Dr. Frank Speidel is a former emergency physician, US Navy Flight Surgeon and recovering hospital administrator (CEO). He is currently a producer and host of “The Doctor Is In” for MLTV 21.

3 thoughts on “Frank Speidel: Throughout Pennsylvania and our republic, health care is withering”

  1. Independence Blue Cross is a huge problem.
    Doctors around the country complain about Medicare being the worst payer, but in Philadelphia Medicare is the best payer – solely because IBX pays so little.
    IBX is turning eastern Delco into a medical desert.

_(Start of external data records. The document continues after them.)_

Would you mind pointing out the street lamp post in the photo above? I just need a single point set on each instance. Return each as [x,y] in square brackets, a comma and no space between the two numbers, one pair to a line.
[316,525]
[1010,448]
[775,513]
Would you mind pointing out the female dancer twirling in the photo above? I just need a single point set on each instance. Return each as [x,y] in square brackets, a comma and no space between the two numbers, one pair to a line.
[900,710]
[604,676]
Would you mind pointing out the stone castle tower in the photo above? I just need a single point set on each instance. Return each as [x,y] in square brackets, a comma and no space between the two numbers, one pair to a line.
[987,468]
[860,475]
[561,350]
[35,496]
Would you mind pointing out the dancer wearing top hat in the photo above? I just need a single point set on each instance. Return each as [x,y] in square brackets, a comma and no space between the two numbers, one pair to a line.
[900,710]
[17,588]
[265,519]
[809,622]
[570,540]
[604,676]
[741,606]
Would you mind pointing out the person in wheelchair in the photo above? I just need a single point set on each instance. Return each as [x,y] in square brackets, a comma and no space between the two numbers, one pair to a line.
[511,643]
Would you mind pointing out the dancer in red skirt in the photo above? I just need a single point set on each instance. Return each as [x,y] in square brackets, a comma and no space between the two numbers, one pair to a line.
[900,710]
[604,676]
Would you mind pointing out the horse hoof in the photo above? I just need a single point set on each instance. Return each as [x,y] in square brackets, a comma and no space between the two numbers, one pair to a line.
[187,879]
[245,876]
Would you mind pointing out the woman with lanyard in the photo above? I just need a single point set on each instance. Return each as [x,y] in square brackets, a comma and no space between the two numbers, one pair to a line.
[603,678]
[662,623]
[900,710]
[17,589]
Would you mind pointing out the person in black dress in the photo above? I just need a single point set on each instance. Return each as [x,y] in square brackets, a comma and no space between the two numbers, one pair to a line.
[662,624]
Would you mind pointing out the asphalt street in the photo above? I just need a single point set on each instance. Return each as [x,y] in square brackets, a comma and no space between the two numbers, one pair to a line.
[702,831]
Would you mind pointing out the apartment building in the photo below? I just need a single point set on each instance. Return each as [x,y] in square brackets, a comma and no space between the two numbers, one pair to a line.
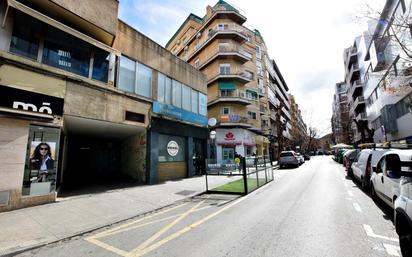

    1. Medicare has increased its rates
      IBX and out of area actually pay reasonably well and better than medicare for procedures.
      Aetna pays pays 50% of medicare rates for outpatinet
      UNited health care and cigna about 70%

      1. IBX is an adjunct of the Philadelphia Democrat Party.
        Philly public school teachers are so well insured they can solicit medical opinions like medical tourists. Philly governance uses its leverage on IBX to give the unions sweetheart deals in lieu of cash.
        Then IBX shifts the costs of this racket to the landscapers and hairdressers of Delco. That’s why they pay so much for so little coverage.
        Ask the doctors of DCMH and Crozer about IBX reimbursement.
        There ought to be tar and featherings.